Deel’s CEO recounts “embarrassing” beginnings as valuation hits $17.3 billion
Bouaziz’s candid post revisited the startup’s uncertain origins amid its ongoing clash with Rippling.
Deel co-founder and CEO Alex Bouaziz offered an unusually candid look at his company’s origins this week, describing the “small and shaky” beginnings that preceded the rise of one of the world’s most valuable HR technology firms.
In a personal LinkedIn post published shortly after Deel announced a $300 million funding round at a $17.3 billion valuation, Bouaziz reflected on a six-year journey marked by repeated missteps, unexpected pivots, and eventual breakthrough.
“Shuo and I started about six years ago, struggling to even make $10,000,” Bouaziz wrote, referring to co-founder Shuo Wang. “Our original idea was to ensure freelancers got paid and not ghosted after delivering work. We built an escrow platform… Nobody cared.”
Bouaziz described “pivot hell,” including a brief stint collecting debts on behalf of freelancers before discovering the real opportunity lay in managing global contracts and payments. The turning point came when a Y Combinator batchmate used Deel’s tool to tie payments to milestones, inadvertently revealing the business model that would define the company’s future.
“Within ten days we had 290 contractors and $5,000 in monthly revenue,” Bouaziz wrote. “This business only scaled to +$100 million.”
Founded in 2019, Deel now helps companies hire and pay international employees and contractors while managing compliance with local labor laws. It processes $22 billion in annual payroll for 37,000 clients across 150 countries. The company surpassed $1 billion in annual recurring revenue earlier in 2025 and, according to Bouaziz, crossed $100 million in monthly revenue for the first time in September. Deel generates roughly $15 million to $17 million in monthly EBITDA, he added.

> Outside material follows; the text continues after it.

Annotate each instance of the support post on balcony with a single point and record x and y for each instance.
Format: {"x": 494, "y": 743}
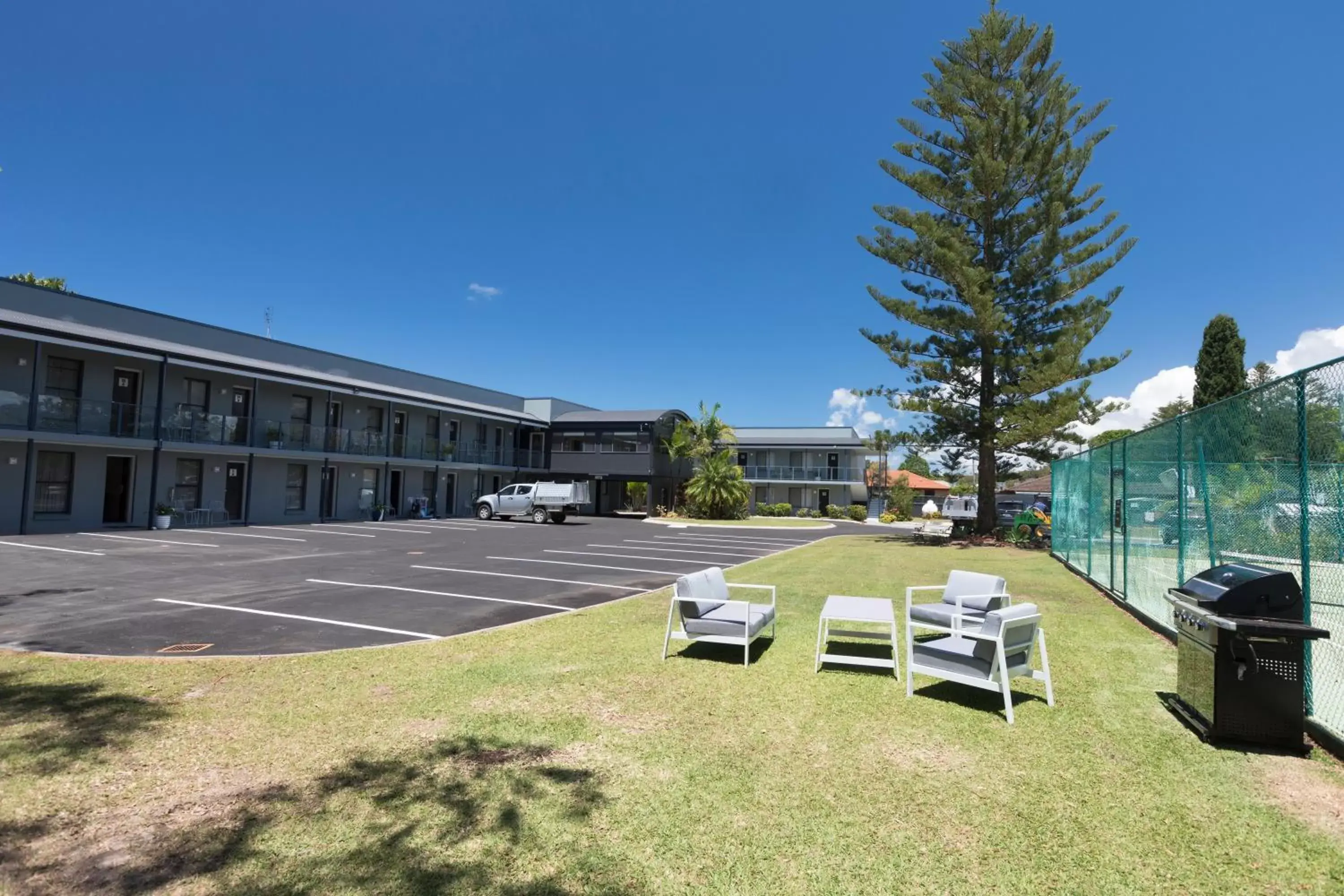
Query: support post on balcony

The latest Series E round, led by Ribbit Capital with Andreessen Horowitz and Coatue Management, comes amid a widening legal battle with U.S. rival Rippling. Rippling has sued Deel alleging racketeering, trade-secret misappropriation, and unfair competition. Deel, in turn, filed a defamation suit in April, calling Rippling’s allegations a “multi-year smear campaign.”
Related articles:
Bouaziz declined to comment on the litigation beyond describing it as a “frivolous lawsuit.” Earlier this year, Rippling raised $450 million in a Series G funding round valuing it at $16.8 billion, while Deel was valued at $12.6 billion following a $300 million secondary share purchase by General Catalyst and Abu Dhabi’s Mubadala.
Deel’s latest round caps an eventful year that also saw the company acquire its London-based Omnipresent in a deal worth around $15 million.
Bouaziz’s post stood out less for the numbers than for its tone. He shared his immigrant family background - his parents came to Israel from North Africa - and his sense of being an outsider in Silicon Valley. “Both my parents’ families emigrated from North Africa with nothing,” he wrote. “One of my grandfathers worked at the French subway, the other was an electrician. We were outsiders.”
For Bouaziz, Deel’s story is both a business and personal narrative. “All good things start small and shaky,” he wrote, closing the post with what could double as a manifesto for the post-hype startup era.